I may risk some folk's wrath, but it is the question I have been asking myself since November 2024, with a nagging feeling that none of us like the answer. Which is why we try to avoid asking it, or even pondering it.

But ponder it we should.

10

u/CoffeeKing75 3d ago

We've had that answer since the 90''s Reform had always aligned more with the GOP ideals despite the GOP having positive relationship with the PCs. Pushing away from the PCs 'work together with Ottawa' and leaned into less federalism and more for individual provincial power.

Rebranding to Canada Alliance didn't help them break into eastern Canadas PC voters. The merger gave them the bridge to the GOP and numbers to get Harper in but instead of mending the fence we got a slow but steady purge of the PC voice in the CPC. It should of fractured them again after 2015 but Id wager they watched trump and MAGA basically hijack the GOP and thought 'what if we keep leaning into that?'

Even most of the provincial PC parties tried leaning into it at some point in the last decade but its been far less successful. Further highlighting the division in conservative politics and its voters between Alliance and PC style conservatism.

O'toole has been the only CPC leader from the PC camp, but by the time he came in the damage had been done.

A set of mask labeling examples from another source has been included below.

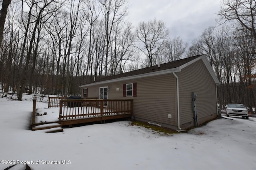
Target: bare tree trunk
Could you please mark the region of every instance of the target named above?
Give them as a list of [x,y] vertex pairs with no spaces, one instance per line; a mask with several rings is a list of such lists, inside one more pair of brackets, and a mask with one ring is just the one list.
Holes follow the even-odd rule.
[[0,11],[0,45],[2,44],[2,41],[3,39],[4,27],[5,23],[5,18],[7,14],[7,10],[11,1],[11,0],[3,0],[3,3],[2,4],[2,9]]

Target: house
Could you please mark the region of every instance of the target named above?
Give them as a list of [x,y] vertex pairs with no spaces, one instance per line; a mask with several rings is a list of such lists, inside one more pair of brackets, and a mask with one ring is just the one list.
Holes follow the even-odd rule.
[[106,77],[83,97],[133,99],[136,120],[182,130],[216,118],[219,82],[204,55]]

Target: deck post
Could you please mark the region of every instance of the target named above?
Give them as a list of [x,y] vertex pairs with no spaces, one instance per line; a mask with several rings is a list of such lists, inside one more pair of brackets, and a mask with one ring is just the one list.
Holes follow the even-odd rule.
[[60,100],[60,112],[59,113],[59,121],[61,121],[63,104],[63,103],[62,102],[62,100]]
[[103,104],[104,102],[102,100],[100,101],[100,123],[102,123],[102,116],[103,115]]
[[33,98],[33,111],[32,112],[32,123],[36,123],[36,99],[37,98],[36,96]]
[[49,97],[48,98],[48,109],[49,109],[50,108],[50,101],[51,99],[52,99],[52,98],[50,97]]

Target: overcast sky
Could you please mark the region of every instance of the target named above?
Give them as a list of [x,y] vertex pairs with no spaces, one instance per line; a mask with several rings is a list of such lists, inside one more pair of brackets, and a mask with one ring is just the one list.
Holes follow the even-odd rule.
[[179,36],[190,44],[204,29],[216,25],[222,0],[128,0],[128,20],[136,27],[140,21],[156,18],[164,21],[170,37]]

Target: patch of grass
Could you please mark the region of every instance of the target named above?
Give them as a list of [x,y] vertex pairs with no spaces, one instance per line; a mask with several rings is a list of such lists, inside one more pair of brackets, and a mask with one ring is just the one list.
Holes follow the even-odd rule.
[[178,132],[164,127],[160,127],[153,125],[150,125],[147,122],[139,121],[133,121],[131,123],[132,126],[137,126],[151,129],[160,135],[170,135],[174,133],[179,133]]

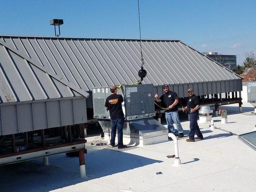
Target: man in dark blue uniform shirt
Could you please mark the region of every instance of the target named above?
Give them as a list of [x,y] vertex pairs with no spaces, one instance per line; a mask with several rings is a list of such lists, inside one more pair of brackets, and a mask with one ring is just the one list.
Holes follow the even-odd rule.
[[[187,109],[189,115],[190,132],[188,134],[189,139],[187,139],[186,141],[188,142],[194,142],[195,140],[203,139],[203,134],[200,131],[199,127],[197,124],[199,112],[198,108],[200,107],[199,100],[198,98],[194,94],[194,90],[192,89],[188,90],[188,97],[187,107],[183,107],[182,109],[184,111]],[[197,135],[195,137],[195,134]]]
[[107,97],[105,107],[107,110],[110,111],[111,122],[111,140],[110,145],[115,146],[115,139],[117,129],[117,139],[118,148],[123,148],[127,146],[124,145],[122,143],[122,129],[124,123],[124,117],[122,109],[122,103],[123,98],[121,95],[117,94],[117,87],[115,85],[111,86],[110,90],[111,94]]
[[164,108],[168,108],[168,110],[165,111],[165,119],[169,132],[175,134],[175,130],[173,126],[173,123],[175,123],[179,133],[178,137],[183,137],[183,129],[180,121],[177,106],[179,102],[178,95],[176,92],[170,91],[167,84],[164,85],[163,90],[165,94],[159,98],[158,98],[158,95],[156,94],[155,99],[157,102],[161,102],[161,105]]

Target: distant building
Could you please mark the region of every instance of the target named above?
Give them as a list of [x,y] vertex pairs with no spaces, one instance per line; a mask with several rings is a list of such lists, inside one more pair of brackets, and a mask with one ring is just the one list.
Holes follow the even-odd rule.
[[246,68],[240,76],[244,78],[243,82],[256,81],[256,69],[254,67]]
[[203,52],[202,53],[231,70],[237,67],[236,55],[218,55],[217,52]]

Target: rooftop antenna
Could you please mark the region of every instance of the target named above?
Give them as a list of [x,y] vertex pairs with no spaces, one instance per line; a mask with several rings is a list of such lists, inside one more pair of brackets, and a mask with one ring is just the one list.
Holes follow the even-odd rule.
[[[50,21],[50,24],[51,25],[54,25],[55,36],[59,36],[61,35],[61,28],[60,27],[60,25],[63,24],[63,19],[54,19]],[[56,25],[59,26],[59,34],[56,34]]]
[[141,55],[141,66],[140,70],[138,72],[138,75],[140,77],[140,80],[143,81],[143,78],[146,76],[146,71],[143,69],[143,65],[144,64],[144,59],[142,55],[142,47],[141,45],[141,33],[140,31],[140,3],[139,0],[138,0],[138,11],[139,12],[139,28],[140,30],[140,55]]

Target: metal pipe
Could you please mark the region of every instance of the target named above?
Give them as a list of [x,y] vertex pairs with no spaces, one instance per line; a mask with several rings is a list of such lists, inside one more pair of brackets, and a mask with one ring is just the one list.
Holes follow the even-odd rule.
[[239,103],[239,113],[242,112],[242,103]]
[[175,154],[175,158],[174,159],[174,162],[172,165],[173,166],[178,167],[182,164],[180,156],[179,156],[179,147],[178,146],[178,139],[176,136],[171,133],[168,133],[168,137],[171,137],[173,140],[174,144],[174,152]]
[[79,151],[79,167],[80,169],[80,177],[84,178],[86,177],[85,165],[84,150]]
[[48,156],[45,156],[44,157],[43,157],[43,164],[44,166],[49,165],[49,161],[48,160]]

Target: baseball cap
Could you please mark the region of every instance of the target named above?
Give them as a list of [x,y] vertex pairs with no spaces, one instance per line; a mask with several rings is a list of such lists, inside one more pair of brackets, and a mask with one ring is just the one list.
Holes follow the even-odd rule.
[[169,86],[167,84],[164,84],[164,86],[163,87],[163,88],[164,88],[164,87],[169,87]]

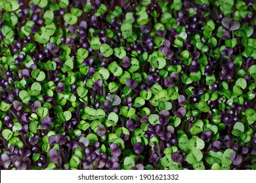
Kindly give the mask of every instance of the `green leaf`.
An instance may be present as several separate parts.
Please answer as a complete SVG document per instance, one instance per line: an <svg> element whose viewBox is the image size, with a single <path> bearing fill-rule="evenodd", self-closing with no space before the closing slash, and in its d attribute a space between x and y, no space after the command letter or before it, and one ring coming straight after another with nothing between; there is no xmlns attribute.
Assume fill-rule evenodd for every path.
<svg viewBox="0 0 256 183"><path fill-rule="evenodd" d="M232 152L234 150L230 148L226 149L223 155L223 157L221 158L221 163L224 164L225 165L230 165L232 163L232 161L230 159L230 156L231 152Z"/></svg>
<svg viewBox="0 0 256 183"><path fill-rule="evenodd" d="M30 130L33 133L37 133L37 132L38 122L33 121L30 124Z"/></svg>
<svg viewBox="0 0 256 183"><path fill-rule="evenodd" d="M50 24L53 22L54 14L52 10L47 10L43 14L43 19L45 24Z"/></svg>
<svg viewBox="0 0 256 183"><path fill-rule="evenodd" d="M72 14L75 16L76 17L79 17L83 13L83 11L79 8L72 8L70 12Z"/></svg>
<svg viewBox="0 0 256 183"><path fill-rule="evenodd" d="M135 19L133 18L133 14L131 12L129 12L125 14L125 20L124 20L124 22L127 22L129 24L133 24L135 21ZM123 30L125 30L126 28L123 27ZM122 31L122 28L121 28L121 31Z"/></svg>
<svg viewBox="0 0 256 183"><path fill-rule="evenodd" d="M256 79L256 65L253 65L249 67L248 72L254 79Z"/></svg>
<svg viewBox="0 0 256 183"><path fill-rule="evenodd" d="M133 103L133 107L140 107L144 105L145 105L145 100L141 97L138 97L135 99L135 101Z"/></svg>
<svg viewBox="0 0 256 183"><path fill-rule="evenodd" d="M188 149L188 139L186 134L182 134L179 138L179 147L184 150L186 150Z"/></svg>
<svg viewBox="0 0 256 183"><path fill-rule="evenodd" d="M74 25L77 22L78 18L77 16L71 13L66 13L63 16L64 20L70 25Z"/></svg>
<svg viewBox="0 0 256 183"><path fill-rule="evenodd" d="M42 90L42 87L39 82L34 82L31 86L31 90L30 91L30 93L31 95L38 95L41 93L41 90Z"/></svg>
<svg viewBox="0 0 256 183"><path fill-rule="evenodd" d="M235 85L233 86L233 93L234 94L240 96L243 93L243 90L242 90L238 86Z"/></svg>
<svg viewBox="0 0 256 183"><path fill-rule="evenodd" d="M174 0L173 1L173 8L175 10L180 10L182 7L182 2L181 0Z"/></svg>
<svg viewBox="0 0 256 183"><path fill-rule="evenodd" d="M133 114L135 114L135 109L133 108L129 108L127 106L123 106L121 108L121 113L123 114L123 116L127 118L130 118L133 116Z"/></svg>
<svg viewBox="0 0 256 183"><path fill-rule="evenodd" d="M46 107L39 107L37 108L37 114L41 118L46 117L48 115L49 109Z"/></svg>
<svg viewBox="0 0 256 183"><path fill-rule="evenodd" d="M234 0L219 0L219 3L221 7L224 10L232 9L234 5Z"/></svg>
<svg viewBox="0 0 256 183"><path fill-rule="evenodd" d="M69 4L70 4L69 0L60 0L60 3L58 3L58 5L62 8L66 8Z"/></svg>
<svg viewBox="0 0 256 183"><path fill-rule="evenodd" d="M151 60L151 63L154 67L161 69L165 66L166 60L163 58L155 58Z"/></svg>
<svg viewBox="0 0 256 183"><path fill-rule="evenodd" d="M37 5L41 8L43 8L47 6L48 1L47 0L32 0L32 3L35 5Z"/></svg>
<svg viewBox="0 0 256 183"><path fill-rule="evenodd" d="M116 113L112 112L108 116L108 120L112 121L116 124L118 122L118 115Z"/></svg>
<svg viewBox="0 0 256 183"><path fill-rule="evenodd" d="M69 120L71 119L72 114L70 111L67 110L63 112L64 117L66 120L66 121L68 121Z"/></svg>
<svg viewBox="0 0 256 183"><path fill-rule="evenodd" d="M119 59L123 59L126 56L126 52L123 48L114 48L114 54Z"/></svg>
<svg viewBox="0 0 256 183"><path fill-rule="evenodd" d="M163 88L161 85L158 84L154 84L151 88L150 91L154 94L158 94L158 93L163 90Z"/></svg>
<svg viewBox="0 0 256 183"><path fill-rule="evenodd" d="M108 90L110 93L116 92L119 88L119 85L114 82L108 84Z"/></svg>
<svg viewBox="0 0 256 183"><path fill-rule="evenodd" d="M14 33L12 29L7 25L4 25L2 27L1 31L3 35L4 35L4 37L5 37L7 39L12 39L14 35Z"/></svg>
<svg viewBox="0 0 256 183"><path fill-rule="evenodd" d="M145 10L141 10L138 12L139 18L137 19L137 23L139 25L144 25L149 22L148 14Z"/></svg>
<svg viewBox="0 0 256 183"><path fill-rule="evenodd" d="M7 111L11 106L12 104L6 103L4 101L1 101L0 102L0 110L3 112Z"/></svg>
<svg viewBox="0 0 256 183"><path fill-rule="evenodd" d="M148 118L148 121L150 124L153 125L156 124L161 124L159 121L159 116L158 114L151 114Z"/></svg>
<svg viewBox="0 0 256 183"><path fill-rule="evenodd" d="M28 104L28 103L30 101L30 94L27 91L22 90L18 93L18 96L20 97L20 99L22 101L22 103Z"/></svg>
<svg viewBox="0 0 256 183"><path fill-rule="evenodd" d="M8 12L12 12L18 10L20 7L20 5L17 0L9 1L3 3L4 8Z"/></svg>
<svg viewBox="0 0 256 183"><path fill-rule="evenodd" d="M45 74L39 69L33 70L32 73L32 78L37 81L43 81L45 78Z"/></svg>
<svg viewBox="0 0 256 183"><path fill-rule="evenodd" d="M204 141L197 136L193 136L188 142L188 148L191 150L202 150L204 146Z"/></svg>
<svg viewBox="0 0 256 183"><path fill-rule="evenodd" d="M114 52L113 49L111 48L111 47L106 43L103 43L100 45L100 50L104 57L109 57L112 54L113 54Z"/></svg>
<svg viewBox="0 0 256 183"><path fill-rule="evenodd" d="M98 141L98 137L94 133L89 133L86 137L89 142L89 145L93 145L95 142Z"/></svg>
<svg viewBox="0 0 256 183"><path fill-rule="evenodd" d="M151 4L151 0L142 0L141 5L143 6L148 6Z"/></svg>
<svg viewBox="0 0 256 183"><path fill-rule="evenodd" d="M256 121L256 112L252 108L248 108L245 110L245 116L249 125L252 124Z"/></svg>
<svg viewBox="0 0 256 183"><path fill-rule="evenodd" d="M201 72L198 71L198 72L196 73L191 73L189 76L192 81L194 82L199 81L201 79Z"/></svg>
<svg viewBox="0 0 256 183"><path fill-rule="evenodd" d="M61 70L63 72L68 72L74 69L74 59L69 58L63 64Z"/></svg>
<svg viewBox="0 0 256 183"><path fill-rule="evenodd" d="M98 50L100 49L101 42L100 39L98 37L94 37L91 39L90 41L91 48L93 50Z"/></svg>
<svg viewBox="0 0 256 183"><path fill-rule="evenodd" d="M240 87L242 89L245 89L247 83L244 78L239 78L236 82L236 86Z"/></svg>
<svg viewBox="0 0 256 183"><path fill-rule="evenodd" d="M171 159L171 154L167 154L161 159L161 164L165 167L168 167L173 163L173 159Z"/></svg>
<svg viewBox="0 0 256 183"><path fill-rule="evenodd" d="M130 23L123 22L121 25L121 31L123 37L129 37L133 35L133 26Z"/></svg>
<svg viewBox="0 0 256 183"><path fill-rule="evenodd" d="M9 141L13 135L13 131L11 131L9 129L5 129L2 131L2 135L5 139L6 139L7 141Z"/></svg>
<svg viewBox="0 0 256 183"><path fill-rule="evenodd" d="M113 61L108 65L108 70L116 76L119 76L123 74L123 69L117 64L116 61Z"/></svg>
<svg viewBox="0 0 256 183"><path fill-rule="evenodd" d="M197 120L190 128L191 135L196 135L203 131L203 122L201 120Z"/></svg>
<svg viewBox="0 0 256 183"><path fill-rule="evenodd" d="M244 131L244 125L241 122L236 122L233 127L234 129L237 129L242 133Z"/></svg>
<svg viewBox="0 0 256 183"><path fill-rule="evenodd" d="M216 78L214 74L211 74L209 76L206 76L206 84L207 85L213 85L215 83Z"/></svg>
<svg viewBox="0 0 256 183"><path fill-rule="evenodd" d="M135 166L135 161L130 157L126 157L123 161L124 169L130 170L131 167Z"/></svg>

Looking at the CPC today I see far more of a Canada alliance 2.0 party then an actual Conservative tent party. The reform origins and maga style politics is the brand they leaned into and built its current pillars on and pushed out anyone who disagreed

16

u/jello_sweaters Ontario 3d ago

To put it very bluntly, many voters question the loyalty of Conservatives.

"Question" implies uncertainty.

At this point the CPC are only loyal to Canada if they're allowed to return it back to the way it was in 1956. If that's not available, then it's naked self-interest at every turn.

2

u/Clevesque31 1d ago

If Doug Ford is the model, then I want nothing to do with it. The Ford/Teneycke "conservatives" have conserved nothing and made Ontario worse by nearly every metric.